La libertad de expresión es piedra angular de toda democracia. Pero cuando esa libertad se ejerce desde el poder editorial, también debe asumir sus responsabilidades. El reciente fallo de un tribunal en Baja California Sur que obliga a Penguin Random House a publicar la réplica de Televisa en el libro Las señoras del narco de Anabel Hernández, marca un antes y un después en el ejercicio periodístico y editorial en México.
Por primera vez, el derecho de réplica—consagrado en la Constitución desde 2015—se aplica a una obra literaria. No a una nota de prensa, no a un programa de televisión, sino a un libro. Y eso importa. Porque los libros, aunque se amparen en la narrativa o el periodismo de investigación, no están exentos de la verdad ni del debido proceso.
En el texto, Hernández señala que actrices vinculadas a Televisa habrían tenido nexos con el narcotráfico, incluso mencionando supuestos “catálogos” de encuentros. La editorial publicó sin verificar, sin ofrecer espacio a la contraparte, sin asumir que la tinta también puede dañar. El tribunal resolvió que la información era falsa y ordenó lo justo: que se escuche la otra voz.

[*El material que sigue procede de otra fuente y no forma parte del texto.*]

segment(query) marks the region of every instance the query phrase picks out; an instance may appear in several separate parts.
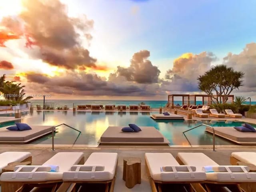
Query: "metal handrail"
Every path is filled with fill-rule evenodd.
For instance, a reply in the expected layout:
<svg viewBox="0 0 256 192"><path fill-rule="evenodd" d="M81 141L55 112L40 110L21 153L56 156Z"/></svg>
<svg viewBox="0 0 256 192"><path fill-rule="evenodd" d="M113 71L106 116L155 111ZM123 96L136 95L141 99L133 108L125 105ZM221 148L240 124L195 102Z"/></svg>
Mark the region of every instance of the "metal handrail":
<svg viewBox="0 0 256 192"><path fill-rule="evenodd" d="M56 130L56 128L57 127L58 127L59 126L61 126L62 125L65 125L66 126L68 127L69 127L72 129L74 129L74 130L76 131L78 131L79 132L79 134L78 134L78 136L77 136L77 137L76 138L76 140L75 141L75 142L74 143L76 142L76 140L77 140L77 139L78 138L78 137L80 135L80 134L81 134L81 132L80 131L74 128L74 127L72 127L71 126L70 126L68 125L67 125L66 124L65 124L65 123L62 123L62 124L60 124L59 125L57 125L56 126L54 126L52 128L52 150L51 150L51 151L55 151L55 149L54 149L54 131Z"/></svg>
<svg viewBox="0 0 256 192"><path fill-rule="evenodd" d="M184 135L185 136L185 137L186 138L187 138L187 137L186 136L186 135L185 135L184 133L186 133L186 132L187 132L188 131L190 131L190 130L192 130L192 129L195 129L196 128L197 128L198 127L200 127L201 126L202 126L202 125L206 126L206 127L210 127L210 128L212 128L212 140L213 140L213 146L212 146L212 150L213 151L216 151L215 150L215 130L214 130L214 128L212 127L212 126L210 126L210 125L206 125L206 124L200 124L199 125L198 125L197 126L196 126L195 127L193 127L193 128L191 128L191 129L189 129L188 130L187 130L186 131L184 131L183 132L182 132L182 133L184 134Z"/></svg>

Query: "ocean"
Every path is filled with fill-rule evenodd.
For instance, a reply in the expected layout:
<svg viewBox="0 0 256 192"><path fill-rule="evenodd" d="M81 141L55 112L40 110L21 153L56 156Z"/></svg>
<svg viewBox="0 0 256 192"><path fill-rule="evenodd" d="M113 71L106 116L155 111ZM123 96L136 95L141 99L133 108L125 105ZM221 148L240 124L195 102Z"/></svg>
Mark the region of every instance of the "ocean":
<svg viewBox="0 0 256 192"><path fill-rule="evenodd" d="M30 101L34 106L36 105L43 106L43 100L31 100ZM69 108L73 108L73 105L76 106L82 104L102 104L103 106L108 104L115 104L118 105L138 105L143 102L145 104L149 105L151 108L160 108L164 107L167 103L167 100L150 101L150 100L46 100L45 104L52 107L63 107L67 105ZM202 104L202 101L197 101L196 104ZM256 102L251 102L252 105L256 104ZM174 101L175 105L179 104L182 105L182 101ZM246 102L245 104L249 104L249 102Z"/></svg>

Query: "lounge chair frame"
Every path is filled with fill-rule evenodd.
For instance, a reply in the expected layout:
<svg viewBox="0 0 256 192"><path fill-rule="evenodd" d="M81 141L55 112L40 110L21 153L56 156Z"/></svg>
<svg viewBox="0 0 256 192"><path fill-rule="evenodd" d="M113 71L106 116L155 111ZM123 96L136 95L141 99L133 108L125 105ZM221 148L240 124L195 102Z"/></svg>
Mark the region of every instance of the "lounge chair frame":
<svg viewBox="0 0 256 192"><path fill-rule="evenodd" d="M78 163L78 164L82 164L84 163L84 157L83 156L80 161ZM44 191L45 192L55 192L63 182L63 181L62 180L32 182L1 182L1 192L27 192L30 191L34 187L42 187L48 189L48 190L46 189L44 190Z"/></svg>
<svg viewBox="0 0 256 192"><path fill-rule="evenodd" d="M105 189L104 192L114 192L114 189L116 178L116 174L117 173L117 168L118 167L118 158L117 160L116 169L115 170L115 174L113 179L107 181L77 181L74 183L74 181L64 181L58 188L56 192L76 192L80 191L79 188L81 187L90 184L105 184ZM97 191L97 192L98 192Z"/></svg>
<svg viewBox="0 0 256 192"><path fill-rule="evenodd" d="M207 191L204 190L202 187L202 188L200 188L200 186L201 186L200 185L200 183L197 181L172 182L168 181L155 181L151 177L147 161L145 160L145 162L148 178L149 180L149 182L150 186L151 186L152 192L162 192L163 185L166 184L173 184L186 186L186 189L187 190L187 191L188 192L207 192ZM191 184L195 184L195 185ZM171 188L170 188L170 189Z"/></svg>
<svg viewBox="0 0 256 192"><path fill-rule="evenodd" d="M184 165L182 161L180 159L178 156L176 157L176 160L180 165ZM198 190L204 190L198 191L200 192L204 191L205 192L215 192L220 191L219 188L222 187L227 187L228 189L232 192L247 192L242 189L240 186L241 184L250 184L252 183L234 183L231 182L218 182L216 181L211 181L206 180L201 184L192 184L194 187L196 187Z"/></svg>

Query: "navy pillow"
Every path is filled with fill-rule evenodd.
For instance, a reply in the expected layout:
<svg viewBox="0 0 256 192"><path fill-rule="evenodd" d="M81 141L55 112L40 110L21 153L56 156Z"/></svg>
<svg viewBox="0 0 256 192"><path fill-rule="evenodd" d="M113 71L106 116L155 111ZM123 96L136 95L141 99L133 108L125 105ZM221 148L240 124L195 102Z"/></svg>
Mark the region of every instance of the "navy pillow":
<svg viewBox="0 0 256 192"><path fill-rule="evenodd" d="M19 129L18 128L16 125L13 125L6 128L6 129L10 131L18 131Z"/></svg>
<svg viewBox="0 0 256 192"><path fill-rule="evenodd" d="M134 132L134 130L130 127L124 127L122 128L124 132Z"/></svg>
<svg viewBox="0 0 256 192"><path fill-rule="evenodd" d="M242 126L246 127L246 128L248 128L249 129L250 129L252 130L252 132L256 132L256 130L250 124L248 124L248 123L245 123L244 124L243 124L242 125Z"/></svg>
<svg viewBox="0 0 256 192"><path fill-rule="evenodd" d="M24 131L24 130L29 130L32 129L29 125L26 123L16 123L17 127L19 131Z"/></svg>
<svg viewBox="0 0 256 192"><path fill-rule="evenodd" d="M238 126L237 127L234 127L234 128L238 131L241 132L252 132L252 130L248 128L244 127L244 126Z"/></svg>
<svg viewBox="0 0 256 192"><path fill-rule="evenodd" d="M135 124L129 124L129 126L134 130L135 132L138 132L141 131L141 129Z"/></svg>

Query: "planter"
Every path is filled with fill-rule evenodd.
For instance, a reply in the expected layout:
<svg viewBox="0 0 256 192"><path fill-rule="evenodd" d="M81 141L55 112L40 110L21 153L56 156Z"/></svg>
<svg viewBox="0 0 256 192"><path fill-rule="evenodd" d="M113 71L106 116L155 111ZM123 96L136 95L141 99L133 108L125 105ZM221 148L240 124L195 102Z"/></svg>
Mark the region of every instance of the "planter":
<svg viewBox="0 0 256 192"><path fill-rule="evenodd" d="M246 111L244 112L244 116L248 118L256 119L256 113L252 113Z"/></svg>

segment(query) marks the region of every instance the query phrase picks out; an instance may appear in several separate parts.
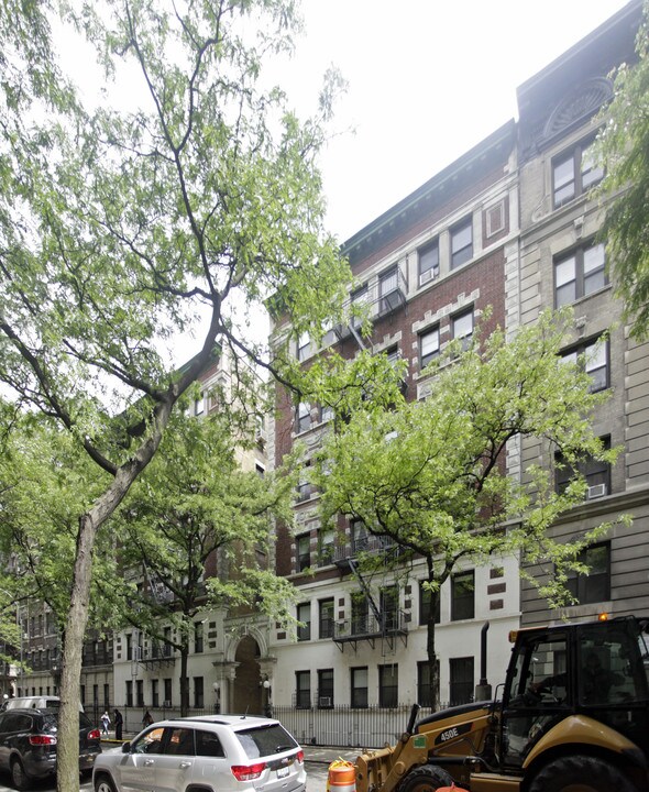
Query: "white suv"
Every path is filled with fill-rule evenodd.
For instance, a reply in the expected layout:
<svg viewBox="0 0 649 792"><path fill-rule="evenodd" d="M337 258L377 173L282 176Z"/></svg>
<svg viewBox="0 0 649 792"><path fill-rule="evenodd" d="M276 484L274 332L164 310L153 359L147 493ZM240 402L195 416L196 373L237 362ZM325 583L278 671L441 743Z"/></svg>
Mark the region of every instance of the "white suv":
<svg viewBox="0 0 649 792"><path fill-rule="evenodd" d="M101 754L96 792L306 792L304 751L278 721L246 715L158 721Z"/></svg>

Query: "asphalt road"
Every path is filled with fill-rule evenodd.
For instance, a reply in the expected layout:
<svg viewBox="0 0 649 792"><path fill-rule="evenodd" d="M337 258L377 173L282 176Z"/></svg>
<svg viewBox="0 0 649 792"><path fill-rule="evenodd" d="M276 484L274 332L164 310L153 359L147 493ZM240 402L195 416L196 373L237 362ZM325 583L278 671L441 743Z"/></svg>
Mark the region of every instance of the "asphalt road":
<svg viewBox="0 0 649 792"><path fill-rule="evenodd" d="M307 762L306 765L308 792L326 792L328 765L326 762ZM92 789L92 783L87 780L79 789L89 792ZM15 788L11 785L11 780L7 773L0 773L0 792L15 792ZM56 783L54 779L40 781L34 783L32 792L56 792Z"/></svg>

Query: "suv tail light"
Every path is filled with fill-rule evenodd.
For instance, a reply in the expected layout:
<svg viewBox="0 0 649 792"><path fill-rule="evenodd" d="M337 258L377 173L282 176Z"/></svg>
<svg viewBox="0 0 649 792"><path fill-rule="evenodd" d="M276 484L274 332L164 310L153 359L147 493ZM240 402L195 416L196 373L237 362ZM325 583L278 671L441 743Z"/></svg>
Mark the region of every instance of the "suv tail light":
<svg viewBox="0 0 649 792"><path fill-rule="evenodd" d="M238 781L254 781L265 770L266 762L258 762L257 765L232 765L232 776Z"/></svg>

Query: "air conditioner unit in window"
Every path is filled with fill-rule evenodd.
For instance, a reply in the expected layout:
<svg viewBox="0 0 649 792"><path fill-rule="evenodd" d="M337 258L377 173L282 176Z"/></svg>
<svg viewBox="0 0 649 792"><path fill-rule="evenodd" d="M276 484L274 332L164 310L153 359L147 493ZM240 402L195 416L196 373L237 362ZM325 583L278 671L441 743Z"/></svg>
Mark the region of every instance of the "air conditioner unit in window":
<svg viewBox="0 0 649 792"><path fill-rule="evenodd" d="M588 487L586 492L586 497L588 501L603 497L604 495L606 495L606 484L595 484L594 486Z"/></svg>

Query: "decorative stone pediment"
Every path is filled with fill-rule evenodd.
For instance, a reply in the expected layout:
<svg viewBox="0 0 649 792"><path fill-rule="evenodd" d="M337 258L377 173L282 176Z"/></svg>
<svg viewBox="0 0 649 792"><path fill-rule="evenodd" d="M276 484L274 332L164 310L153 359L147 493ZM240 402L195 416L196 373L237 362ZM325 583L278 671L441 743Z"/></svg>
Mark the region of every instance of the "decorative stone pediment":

Este fallo no censura. No prohíbe. No castiga la investigación. Lo que hace es equilibrar. Porque el periodismo, incluso el que se imprime en pasta dura, debe ser riguroso, ético y abierto al diálogo. La réplica no es enemiga de la libertad de expresión; es su complemento.
Ahora, Penguin Random House deberá incluir la versión de Televisa en todas las ediciones del libro, designar un responsable editorial para futuras réplicas y publicar sus datos de contacto. Es una sacudida para la industria editorial, que por años ha operado sin los controles que sí se exigen a medios tradicionales.
Este precedente obliga a repensar el papel de las editoriales en la era de la posverdad. ¿Publicar sin verificar? ¿Difamar bajo el escudo de la narrativa? Ya no será tan fácil. Y eso, lejos de limitar, fortalece el periodismo serio, el que investiga con pruebas, escucha todas las voces y no teme rectificar.
Porque en democracia, incluso los libros deben responder.